Google Brazil

August 29, 2006 · 2 comments

The Orkut story is heating up in Brazil.  Minutes after I posted the story, Google Inc was on it.  However, the Brazilian Feds are attacking Google Brazil and refusing to talk to Google US, where the servers are actually based.

Brazilians truly see the devil in Orkut because they refuse to release data of their customers.  Facts however:

1. Brazil has no law whatsoever with regards to these matters (free online speech, in which cases user data can be collected, how speech can be prosecuted,…).  No wonder Google is very reluctant to release data of the hundreds, if not thousands ‘cases’.
3. The problem is well beyond Orkut of course.  On it’s own territory many fotolog services are being abused for distributing kiddy porn, selling drugs,… No action whatsoever is taken against those acts.  As I wrote before, the Brazilian government is simply terrified seeing that more then 10% of it’s population is gathered on a US-based platform.  Imagine what would happen in the next president elections in 4 years from here with more then 20% of the Brazilian population on Orkut… This is of course the real issue.  “Orkut was the most visited Web site in Brazil in July, attracting 9.6 billion page views that month, according to IBOPE/NetRatings, a joint venture between the Brazilian Institute of Public Opinion and Statistics and NetRatings.

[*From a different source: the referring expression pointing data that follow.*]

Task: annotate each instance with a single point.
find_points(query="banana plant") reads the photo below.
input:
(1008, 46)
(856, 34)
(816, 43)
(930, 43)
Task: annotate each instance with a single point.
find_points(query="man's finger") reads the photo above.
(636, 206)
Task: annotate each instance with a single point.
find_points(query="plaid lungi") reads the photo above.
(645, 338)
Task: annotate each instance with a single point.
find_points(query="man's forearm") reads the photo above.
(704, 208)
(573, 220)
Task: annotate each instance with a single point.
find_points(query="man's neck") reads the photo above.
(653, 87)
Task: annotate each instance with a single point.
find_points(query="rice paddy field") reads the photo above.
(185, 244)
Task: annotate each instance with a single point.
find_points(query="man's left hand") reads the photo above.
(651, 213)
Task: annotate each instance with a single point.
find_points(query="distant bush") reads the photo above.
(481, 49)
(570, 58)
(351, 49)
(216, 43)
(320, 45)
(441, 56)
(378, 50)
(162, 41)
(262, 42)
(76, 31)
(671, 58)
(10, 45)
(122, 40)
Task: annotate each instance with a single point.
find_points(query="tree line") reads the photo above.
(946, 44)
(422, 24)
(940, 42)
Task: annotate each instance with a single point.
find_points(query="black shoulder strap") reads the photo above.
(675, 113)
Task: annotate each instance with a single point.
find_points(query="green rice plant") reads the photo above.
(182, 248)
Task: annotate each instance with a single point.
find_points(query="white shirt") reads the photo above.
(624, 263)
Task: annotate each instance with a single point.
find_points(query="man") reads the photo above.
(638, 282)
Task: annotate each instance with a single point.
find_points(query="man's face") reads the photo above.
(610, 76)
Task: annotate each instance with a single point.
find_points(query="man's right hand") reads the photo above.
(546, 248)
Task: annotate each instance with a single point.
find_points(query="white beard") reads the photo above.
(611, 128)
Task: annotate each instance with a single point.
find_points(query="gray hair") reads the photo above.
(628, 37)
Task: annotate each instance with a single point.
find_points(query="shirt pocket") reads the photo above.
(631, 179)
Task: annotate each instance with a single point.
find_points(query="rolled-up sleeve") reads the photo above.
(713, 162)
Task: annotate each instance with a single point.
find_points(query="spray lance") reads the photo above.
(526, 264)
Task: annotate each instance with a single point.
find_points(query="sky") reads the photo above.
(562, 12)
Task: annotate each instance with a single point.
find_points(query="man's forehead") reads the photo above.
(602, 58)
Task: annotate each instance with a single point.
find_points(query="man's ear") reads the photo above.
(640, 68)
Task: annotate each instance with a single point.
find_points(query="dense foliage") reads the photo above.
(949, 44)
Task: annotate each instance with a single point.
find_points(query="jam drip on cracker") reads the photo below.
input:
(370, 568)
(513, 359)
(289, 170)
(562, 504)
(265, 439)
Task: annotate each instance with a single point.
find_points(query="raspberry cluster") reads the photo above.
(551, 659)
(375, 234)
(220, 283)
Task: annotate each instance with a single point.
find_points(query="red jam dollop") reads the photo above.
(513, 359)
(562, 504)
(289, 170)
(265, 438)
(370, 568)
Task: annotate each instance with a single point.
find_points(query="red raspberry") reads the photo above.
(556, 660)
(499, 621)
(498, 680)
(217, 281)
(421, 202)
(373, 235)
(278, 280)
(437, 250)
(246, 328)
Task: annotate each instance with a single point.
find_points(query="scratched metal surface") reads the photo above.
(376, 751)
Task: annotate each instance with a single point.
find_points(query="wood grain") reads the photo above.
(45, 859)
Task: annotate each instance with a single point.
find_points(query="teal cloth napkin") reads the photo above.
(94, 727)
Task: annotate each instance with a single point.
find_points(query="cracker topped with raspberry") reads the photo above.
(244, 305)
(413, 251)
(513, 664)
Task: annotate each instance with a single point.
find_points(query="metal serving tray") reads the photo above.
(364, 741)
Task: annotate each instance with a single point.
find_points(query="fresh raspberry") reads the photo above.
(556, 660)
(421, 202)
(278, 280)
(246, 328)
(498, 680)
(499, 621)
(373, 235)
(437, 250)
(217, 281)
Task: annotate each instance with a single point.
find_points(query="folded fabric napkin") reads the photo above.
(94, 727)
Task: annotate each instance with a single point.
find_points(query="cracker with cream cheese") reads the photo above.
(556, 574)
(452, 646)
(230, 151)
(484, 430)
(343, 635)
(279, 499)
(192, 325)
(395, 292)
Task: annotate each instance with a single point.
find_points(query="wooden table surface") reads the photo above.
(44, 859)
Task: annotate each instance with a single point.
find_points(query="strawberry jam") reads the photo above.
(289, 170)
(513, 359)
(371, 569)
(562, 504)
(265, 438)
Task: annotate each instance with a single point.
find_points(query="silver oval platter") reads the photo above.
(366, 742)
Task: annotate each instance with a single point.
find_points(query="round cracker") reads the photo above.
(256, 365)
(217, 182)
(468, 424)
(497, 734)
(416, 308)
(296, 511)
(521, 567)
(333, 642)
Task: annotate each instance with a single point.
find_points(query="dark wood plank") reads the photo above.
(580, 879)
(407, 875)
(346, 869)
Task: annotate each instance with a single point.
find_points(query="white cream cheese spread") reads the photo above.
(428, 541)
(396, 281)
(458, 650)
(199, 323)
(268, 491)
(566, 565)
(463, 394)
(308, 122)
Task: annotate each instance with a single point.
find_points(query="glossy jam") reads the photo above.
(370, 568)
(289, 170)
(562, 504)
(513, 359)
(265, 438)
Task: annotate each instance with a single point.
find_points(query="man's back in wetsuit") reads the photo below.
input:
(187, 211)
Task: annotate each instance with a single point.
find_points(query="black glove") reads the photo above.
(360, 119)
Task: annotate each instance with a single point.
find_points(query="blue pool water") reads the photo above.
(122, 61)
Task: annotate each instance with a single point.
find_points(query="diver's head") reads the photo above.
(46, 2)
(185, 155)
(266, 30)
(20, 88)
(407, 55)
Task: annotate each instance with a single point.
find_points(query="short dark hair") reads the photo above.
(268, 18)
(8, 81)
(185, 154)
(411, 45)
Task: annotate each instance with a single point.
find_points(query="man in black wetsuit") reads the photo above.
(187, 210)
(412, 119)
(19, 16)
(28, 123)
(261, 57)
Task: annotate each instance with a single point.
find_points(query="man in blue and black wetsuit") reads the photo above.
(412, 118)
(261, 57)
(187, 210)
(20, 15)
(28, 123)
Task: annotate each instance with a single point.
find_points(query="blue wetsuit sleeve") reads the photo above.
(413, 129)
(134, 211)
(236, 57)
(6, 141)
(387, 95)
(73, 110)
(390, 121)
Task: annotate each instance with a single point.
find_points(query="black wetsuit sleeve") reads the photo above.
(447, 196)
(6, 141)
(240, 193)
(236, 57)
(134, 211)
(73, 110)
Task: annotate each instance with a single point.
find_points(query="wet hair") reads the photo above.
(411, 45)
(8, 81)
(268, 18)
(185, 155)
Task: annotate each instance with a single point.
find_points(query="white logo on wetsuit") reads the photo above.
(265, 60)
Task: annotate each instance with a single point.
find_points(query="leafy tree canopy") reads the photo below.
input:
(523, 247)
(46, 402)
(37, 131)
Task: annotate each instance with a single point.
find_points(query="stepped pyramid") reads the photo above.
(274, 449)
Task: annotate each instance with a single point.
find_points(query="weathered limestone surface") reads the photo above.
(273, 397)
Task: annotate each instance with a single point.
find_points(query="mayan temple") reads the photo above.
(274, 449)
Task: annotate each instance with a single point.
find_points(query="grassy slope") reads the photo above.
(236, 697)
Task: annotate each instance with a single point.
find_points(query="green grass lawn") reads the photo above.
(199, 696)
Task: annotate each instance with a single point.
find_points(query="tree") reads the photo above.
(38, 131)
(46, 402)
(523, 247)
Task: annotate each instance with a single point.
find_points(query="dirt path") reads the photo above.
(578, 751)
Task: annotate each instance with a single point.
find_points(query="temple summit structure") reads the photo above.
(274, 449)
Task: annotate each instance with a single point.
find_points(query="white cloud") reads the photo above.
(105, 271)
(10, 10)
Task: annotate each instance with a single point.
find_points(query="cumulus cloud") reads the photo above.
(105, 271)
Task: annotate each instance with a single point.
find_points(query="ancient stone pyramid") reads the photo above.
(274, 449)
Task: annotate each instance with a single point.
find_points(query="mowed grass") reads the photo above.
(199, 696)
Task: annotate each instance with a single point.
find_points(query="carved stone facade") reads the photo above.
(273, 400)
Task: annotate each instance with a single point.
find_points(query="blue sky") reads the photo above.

About half of the Web population in Brazil uses Orkut.”
3. It is strange that this matter pops u amidst the elections
4. I wished Brazilians understood that orkut with it’s 94% Brazilian users is actually a liability rather then an asset in the books of Google.  Valuable consumer data?  Don’t make me laugh; iTunes doesn’t even sell (read: is even not allowed to sell) in Brazil.

That being said; I would love if Orkut would close shop; even better: Google pulling it’s complete operations from Brazil.  It would smell as a victory to Brazil at first, but eventually leave the country bedazed disconnected; when reading the tons of international reviews on Brazil’s lacking policies with regards to freedom of speech and basic democratic rights (Brazil is still one of the most dangerous countries to be a journalist in; unless you work for Globo of course), the country would have strange memories of the 70’s and 80’s.